Ангелы Ойкумены — страница 41 из 57

Полковник перестал улыбаться. Разговор свернул на скользкую дорожку. Особенно не понравилась Дюбуа точность времени, отведенного для штурма: четырнадцать минут, двадцать шесть минут. Плюсы, минусы, дьявол их забери! Крылось в этой точности что-то, что делало высокого, статного, широкоплечего Дюбуа мелочью, пылинкой, статистической погрешностью, которой можно пренебречь.

— Сменим тему, — предложил он. — Мне вполне хватает войны в походах, чтобы обсуждать ее на прогулке с мадмуазель. Нет, но каков вечер? Не будь я человеком чести, я бы не отдал вас маркизу. Ей-богу, не отдал бы!

— Взяли бы в плен?

— В любовный плен, мадмуазель! Я — ваш пленник…

Замолчав, Дюбуа придержал коня. Жестом он приказал гвардейцам эскорта умерить прыть. Узкие дорожки сада позволяли ехать бок о бок двум, максимум, трем всадникам. К счастью, здесь дорожки пересекались, образуя перекресток. Последовал другой жест, и четверка гвардейцев, попарно обогнув полковника с Джессикой, заняли места на «поперечине». Остальные ждали в тылу. Ладони легли на рукояти пистолетов и сабель. Уши чутко ловили каждый звук. Раздувались ноздри: не обладая собачьим нюхом, молодые люди так проявляли темперамент.

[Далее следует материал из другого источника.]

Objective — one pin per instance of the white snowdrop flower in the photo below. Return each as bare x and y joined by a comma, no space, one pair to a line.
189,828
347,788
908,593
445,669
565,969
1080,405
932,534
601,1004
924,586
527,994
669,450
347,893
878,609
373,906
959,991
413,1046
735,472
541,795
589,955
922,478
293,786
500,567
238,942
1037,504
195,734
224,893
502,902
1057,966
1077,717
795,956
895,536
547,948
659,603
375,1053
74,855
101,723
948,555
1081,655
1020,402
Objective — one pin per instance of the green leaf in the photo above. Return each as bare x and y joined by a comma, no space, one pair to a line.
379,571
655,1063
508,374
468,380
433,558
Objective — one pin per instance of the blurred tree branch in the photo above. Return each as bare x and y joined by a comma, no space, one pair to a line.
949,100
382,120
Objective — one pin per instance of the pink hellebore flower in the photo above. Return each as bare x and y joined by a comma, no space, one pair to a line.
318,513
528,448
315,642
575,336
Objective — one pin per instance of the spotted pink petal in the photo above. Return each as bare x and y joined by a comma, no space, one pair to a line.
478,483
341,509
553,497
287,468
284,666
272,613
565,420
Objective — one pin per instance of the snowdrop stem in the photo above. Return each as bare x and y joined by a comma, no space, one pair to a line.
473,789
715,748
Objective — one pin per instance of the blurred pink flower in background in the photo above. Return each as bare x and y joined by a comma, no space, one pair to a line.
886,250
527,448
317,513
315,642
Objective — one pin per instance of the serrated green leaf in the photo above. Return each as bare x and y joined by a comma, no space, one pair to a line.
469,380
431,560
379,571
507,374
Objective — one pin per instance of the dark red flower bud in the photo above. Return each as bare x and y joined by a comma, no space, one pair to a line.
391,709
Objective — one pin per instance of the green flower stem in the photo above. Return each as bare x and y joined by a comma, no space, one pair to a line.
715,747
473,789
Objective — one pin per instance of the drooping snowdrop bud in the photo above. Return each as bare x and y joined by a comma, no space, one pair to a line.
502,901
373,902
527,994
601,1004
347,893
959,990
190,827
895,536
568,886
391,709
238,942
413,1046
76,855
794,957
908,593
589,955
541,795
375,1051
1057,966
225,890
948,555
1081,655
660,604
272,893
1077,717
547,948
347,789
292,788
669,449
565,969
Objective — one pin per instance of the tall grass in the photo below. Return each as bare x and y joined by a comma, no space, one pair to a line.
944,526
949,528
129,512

Чуя театральность момента, Дюбуа взял с собой только офицеров. Учитывая шанс угодить в засаду, он взял только младших офицеров: боялся обезглавить полк. Пришлось бросать жребий — ехать хотели все, назревал целый букет дуэлей.

— Нас ждут, — привстав на стременах, полковник вгляделся в сумерки. — Десять пехотинцев, один конный. Ваш кумир, мадмуазель, меня не разочаровал. Как и я, он — человек чести.

II

— Пожалуйста, не надо.

Диего осекся. Он и рот толком не успел открыть. Сегодня — Господи помилуй! — Карни была тихой и печальной. Изумление, праведный гнев, требования вызвать на дуэль очередного хама и лжеца — все ушло, сгинуло, истерлось в космическую пыль. С минуту девушка просто ехала рядом. Казалось, каждый шаг, сделанный белой кобылой, старит ее на год. Вот они с Диего ровесники, вот она годится ему в старшие сестры, в матери; вот, не оглянувшись, Энкарна де Кастельбро уходит в бездну времен, становится воспоминанием. Оробев от столь разительной перемены, маэстро понуждал себя заговорить с ней, начать беседу, сказать что-нибудь, важное или пустяковое, лишь бы не молчать… Решимость его таяла, едва с губ грозило слететь одно-единственное слово. Позади тащился безгласный конвой: все как онемели. Горите в аду, предатели! Когда же сеньор Пераль собрался с духом…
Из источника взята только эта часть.